While in the camps Eger guided those close to her to look at life from the inside out, as in to be reflective of their inner world. Her belief is to never wait for someone to make you happy, but to go within and seek happiness within oneself, as this will then alter the way the world around you is perceived. To be realistic and not idealistic, is also one of Eger's practices. Her deep faith in the camps encouraged her to pray for the guards that kept her in the camps, understanding that they were brainwashed. In her words: "People said where was God but I always say that God was with me", she says. "The Nazi guards were prisoners too. I prayed for them. I turned hatred into pity. I never told anyone that they were spending their days murdering people. What kind of life was that for them? They had been brainwashed. Their own youth had been taken away from them."

==After the war==
Edith and Magda recovered in American field hospitals and returned to Kassa where they found their sister Klara. Their parents and Edith's fiancé Eric did not survive Auschwitz. When she was 19, she met and subsequently married Bela (Albert) Eger who had survived the war as a Jewish resistance fighter in the Slovak region. Their plan to settle in Czechoslovakia failed when Béla, whose wealthy family owned a food business, was jailed by the communists. Edith secured his freedom by bribing a guard with a diamond ring. The couple briefly considered moving to Israel, but fearing more violence, they emigrated to the United States with their daughter Marianne and settled in Baltimore. Not being able to speak English, while living in Baltimore Eger could only find work in an underwear factory. Seeking greater opportunity, the family moved to Texas where Bela found employment as an accountant. While Eger suffered from her war trauma and survivor guilt she did not talk about the war with her three children.
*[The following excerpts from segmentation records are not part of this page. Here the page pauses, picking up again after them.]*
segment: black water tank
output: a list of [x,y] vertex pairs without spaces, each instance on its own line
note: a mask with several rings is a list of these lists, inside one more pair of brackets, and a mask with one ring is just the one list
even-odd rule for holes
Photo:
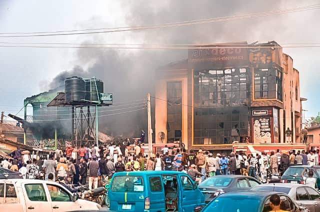
[[86,80],[86,100],[88,101],[98,101],[98,95],[104,92],[104,82],[100,80],[94,78]]
[[67,102],[83,101],[86,98],[84,81],[76,76],[67,78],[64,80],[64,92]]

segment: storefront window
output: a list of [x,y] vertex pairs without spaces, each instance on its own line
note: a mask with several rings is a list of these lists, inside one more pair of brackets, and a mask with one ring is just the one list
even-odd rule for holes
[[249,134],[248,70],[195,72],[194,144],[242,142]]
[[176,138],[176,133],[182,128],[182,85],[181,82],[168,83],[167,98],[167,131],[168,142],[180,140]]
[[254,70],[254,98],[282,100],[282,72],[277,68]]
Eger befriended Viktor Frankl, went into therapy, and received her PhD in clinical psychology from the University of Texas at El Paso in 1978. She also received her license to practice as a psychologist. She opened a therapy clinic in La Jolla, California, and was appointed to the faculty at the University of California, San Diego.
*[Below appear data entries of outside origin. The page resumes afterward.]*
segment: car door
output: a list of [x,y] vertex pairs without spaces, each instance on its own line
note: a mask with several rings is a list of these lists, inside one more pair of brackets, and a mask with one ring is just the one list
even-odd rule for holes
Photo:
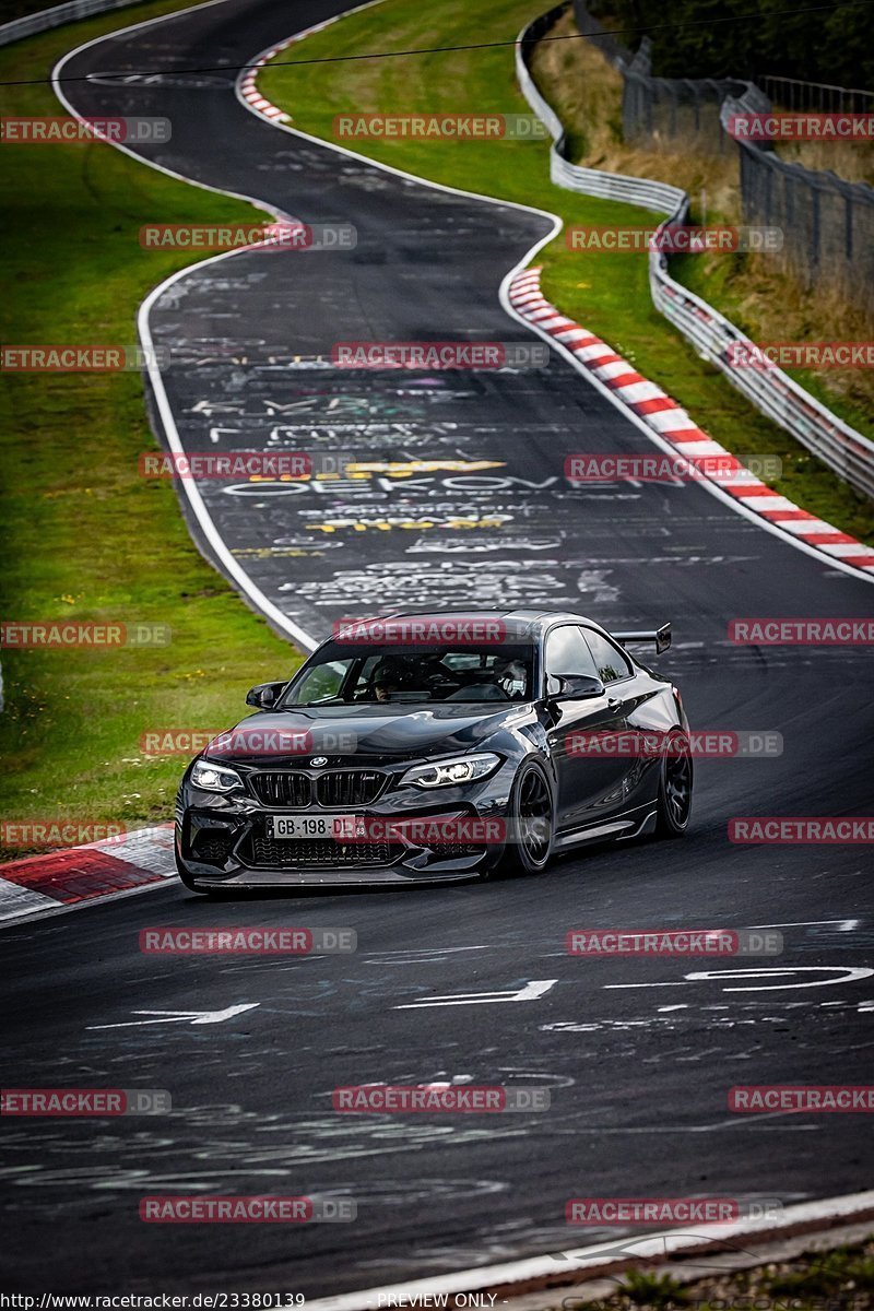
[[609,750],[594,750],[592,734],[617,734],[626,726],[624,701],[605,688],[601,696],[550,701],[561,675],[600,678],[595,657],[579,624],[550,628],[544,644],[544,678],[549,728],[546,735],[558,777],[560,832],[595,823],[622,809],[622,777],[629,760]]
In 1990, Eger returned to Auschwitz to face her repressed emotions. At the urging of Philip Zimbardo, she published her experiences in her first book ' in 2017.

In her work as a psychologist, Eger helped her clients to free themselves from their own thoughts, and helped them to ultimately choose freedom. The Choice became a New York Times and Sunday Times bestseller. In her second book The Gift (2020) she encourages the reader to change the thoughts that, according to Eger, "imprison us and the destructive behaviors that would hinder us. What happens to us in life is not the most important thing in the end. ... Rather, the most important thing is what we do with our lives."
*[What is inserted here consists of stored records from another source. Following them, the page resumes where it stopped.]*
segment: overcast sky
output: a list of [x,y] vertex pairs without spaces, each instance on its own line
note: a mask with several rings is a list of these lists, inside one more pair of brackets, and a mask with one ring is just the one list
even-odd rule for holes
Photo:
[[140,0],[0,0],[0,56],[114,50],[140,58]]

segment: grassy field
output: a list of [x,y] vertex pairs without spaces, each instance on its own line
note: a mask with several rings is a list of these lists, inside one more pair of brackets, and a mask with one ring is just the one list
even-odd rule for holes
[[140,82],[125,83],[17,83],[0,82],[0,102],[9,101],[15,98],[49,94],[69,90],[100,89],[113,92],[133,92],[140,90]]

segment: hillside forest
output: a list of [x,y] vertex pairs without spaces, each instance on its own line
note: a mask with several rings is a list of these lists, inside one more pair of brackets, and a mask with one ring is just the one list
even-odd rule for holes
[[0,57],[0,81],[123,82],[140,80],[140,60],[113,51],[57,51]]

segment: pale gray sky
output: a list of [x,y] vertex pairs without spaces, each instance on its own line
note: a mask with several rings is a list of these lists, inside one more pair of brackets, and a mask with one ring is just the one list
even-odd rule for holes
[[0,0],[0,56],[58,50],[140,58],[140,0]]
Eger appeared on CNN and The Oprah Winfrey Show.

==Personal life and death==
Eger died in San Diego on April 27, 2026, at the age of 98. Bela Eger preceded her in death in 1993.

At the time of her death, Edith Eger was survived by her daughter Marianne Engle, a clinical psychologist married to Robert Engle, Nobel laureate in economics; Audrey Thompson, an executive coach; son John, a retired businessman; five grandchildren and ten great grandchildren.

==Books==
- The Choice: Embrace the Possible. Scribner, 2017, ISBN 978-1-5011-3078-6.
- The Gift: 12 Lessons to Save Your Life. Ebury Publishing, 2020, ISBN 978-1-84604-627-8. A later edition is entitled The Gift: 14 Lessons to Save Your Life.
- The Ballerina of Auschwitz. Rider & Co., 2024, ISBN 978-1-84604-781-7.